Einer der ungewöhnlichsten Horrorfilme der letzten Jahre erwartet uns.

Inhalt

hereditary - das vermächtnis blu-ray review szene 1
Charlie legt durchaus merkwürdige Verhaltensweisen an den Tag

Abseits der großen Städte wohnt die Familie Graham ziemlich abgeschieden in einem Holzhaus am Waldrand. Soeben ist Großmutter Ellen gestorben. Zurück bleiben Tochter Annie, Schwiegersohn Steve und die beiden Enkel Peter und Charlie.
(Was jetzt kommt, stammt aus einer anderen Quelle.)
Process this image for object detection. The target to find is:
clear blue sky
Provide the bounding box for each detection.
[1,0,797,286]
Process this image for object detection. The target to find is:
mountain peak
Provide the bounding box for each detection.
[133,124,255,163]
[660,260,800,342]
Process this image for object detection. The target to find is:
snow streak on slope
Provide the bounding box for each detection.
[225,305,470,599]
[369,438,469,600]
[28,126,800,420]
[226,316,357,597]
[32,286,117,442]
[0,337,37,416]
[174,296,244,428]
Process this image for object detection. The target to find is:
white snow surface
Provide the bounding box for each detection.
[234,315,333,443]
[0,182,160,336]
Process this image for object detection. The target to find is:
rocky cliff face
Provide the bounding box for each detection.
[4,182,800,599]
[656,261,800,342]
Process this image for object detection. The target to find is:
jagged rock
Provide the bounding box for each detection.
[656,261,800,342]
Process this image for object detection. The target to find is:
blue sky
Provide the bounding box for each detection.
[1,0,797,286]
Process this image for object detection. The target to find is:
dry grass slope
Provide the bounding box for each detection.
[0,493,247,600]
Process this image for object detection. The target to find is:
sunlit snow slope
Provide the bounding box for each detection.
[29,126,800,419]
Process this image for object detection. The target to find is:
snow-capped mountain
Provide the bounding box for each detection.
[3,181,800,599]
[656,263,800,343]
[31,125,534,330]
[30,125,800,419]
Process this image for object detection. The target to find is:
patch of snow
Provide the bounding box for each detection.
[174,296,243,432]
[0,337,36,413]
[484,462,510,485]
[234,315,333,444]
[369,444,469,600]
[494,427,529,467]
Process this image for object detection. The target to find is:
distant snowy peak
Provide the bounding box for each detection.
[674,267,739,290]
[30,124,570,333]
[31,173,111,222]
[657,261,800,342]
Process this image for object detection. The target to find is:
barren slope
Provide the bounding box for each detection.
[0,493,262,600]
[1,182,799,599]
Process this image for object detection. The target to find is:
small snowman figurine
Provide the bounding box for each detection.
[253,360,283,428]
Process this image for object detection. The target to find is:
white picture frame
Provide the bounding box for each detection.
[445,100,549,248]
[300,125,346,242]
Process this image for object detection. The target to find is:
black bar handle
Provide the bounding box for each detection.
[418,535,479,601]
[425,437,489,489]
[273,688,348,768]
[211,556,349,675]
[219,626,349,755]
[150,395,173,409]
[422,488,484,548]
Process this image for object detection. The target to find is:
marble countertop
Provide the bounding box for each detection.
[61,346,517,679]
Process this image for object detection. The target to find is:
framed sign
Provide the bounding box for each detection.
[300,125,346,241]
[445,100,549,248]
Annie empfand ihre Mutter stets als verschlossen und fürchtet, ihr auf der Grabrede nicht gerecht zu werden. Sollte sie stärker trauern?
Trost und Ablenkung findet sie in ihrer Arbeit, dem Erschaffen von Miniaturmodellen. In etwas über sechs Monaten will sie mit diesen eine Ausstellung unter dem Titel „Small World“ eröffnen. Doch dann mehren sich plötzlich seltsame Geschehnisse. Annie und Tochter Charlie sehen Ellen als Geistererscheinung. Annie beginnt zu schlafwandeln. Und dann passiert das Unfassbare …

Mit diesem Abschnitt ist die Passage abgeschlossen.